Further, late fees are forbidden for the duration of the crisis and 90 days beyond.

Baltimore City’s Department of Planning last published that 55 percent of Baltimore City residents rent.

“We understand and we know that Baltimore is a city where renters are a huge part of our population, and any time we’re dealing with government, especially during an emergency like COVID-19, we must deeply consider their needs,” City Council President Brandon Scott said of the bill at the April 27 City Council meeting. “When you don’t know where your next check is coming from, you shouldn’t have to stress about whether your landlord is raising rent during the biggest health and economic emergency of our lifetime.”

The bill comes as additional relief for Baltimore renters.
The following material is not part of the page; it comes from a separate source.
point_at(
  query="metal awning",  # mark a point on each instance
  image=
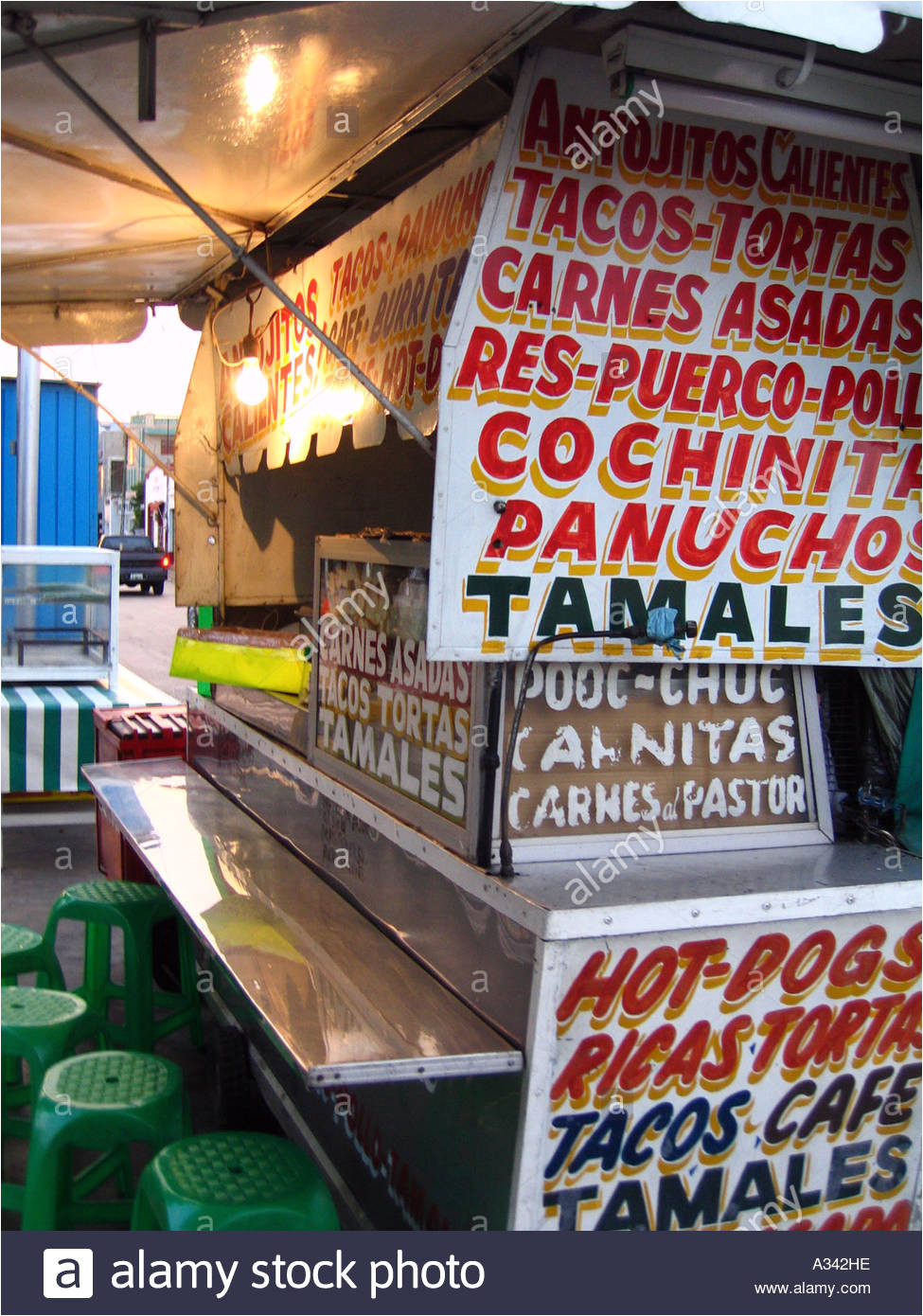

The moratorium on Baltimore evictions is ongoing.

While these measures await approval by the Land Use Committee, the city, through resolution, has appealed to Congress for direct aid to Baltimore renters.

The resolution, Council Bill 20-0216R, cites a global, national and state emergency and ongoing economic interruption and disruption. The resolution goes on to advise Congress that 44 million Americans rent with a median income of $41,000 and so concludes “the Council calls on the United States Congress to create a direct Rental Housing Assistance fund to assist residents and stabilize communities.”

“We know that our wonderful folks in Congress have been working towards trying to aid the American people,” Scott said. “But what we’re saying with this resolution is that we know that renters need direct assistance as well, just as homeowners and other individuals.”

At the time of this writing, Congress has passed three stimulus bills targeted at business interests, but nothing so specifically geared towards renters.

“What we’re asking them to do is consider adding in resources directly to impact renters ability to have assistance from their government,” Scott said. “Simply just doing what they’ve done for so many different organizations through taxes of American citizens.”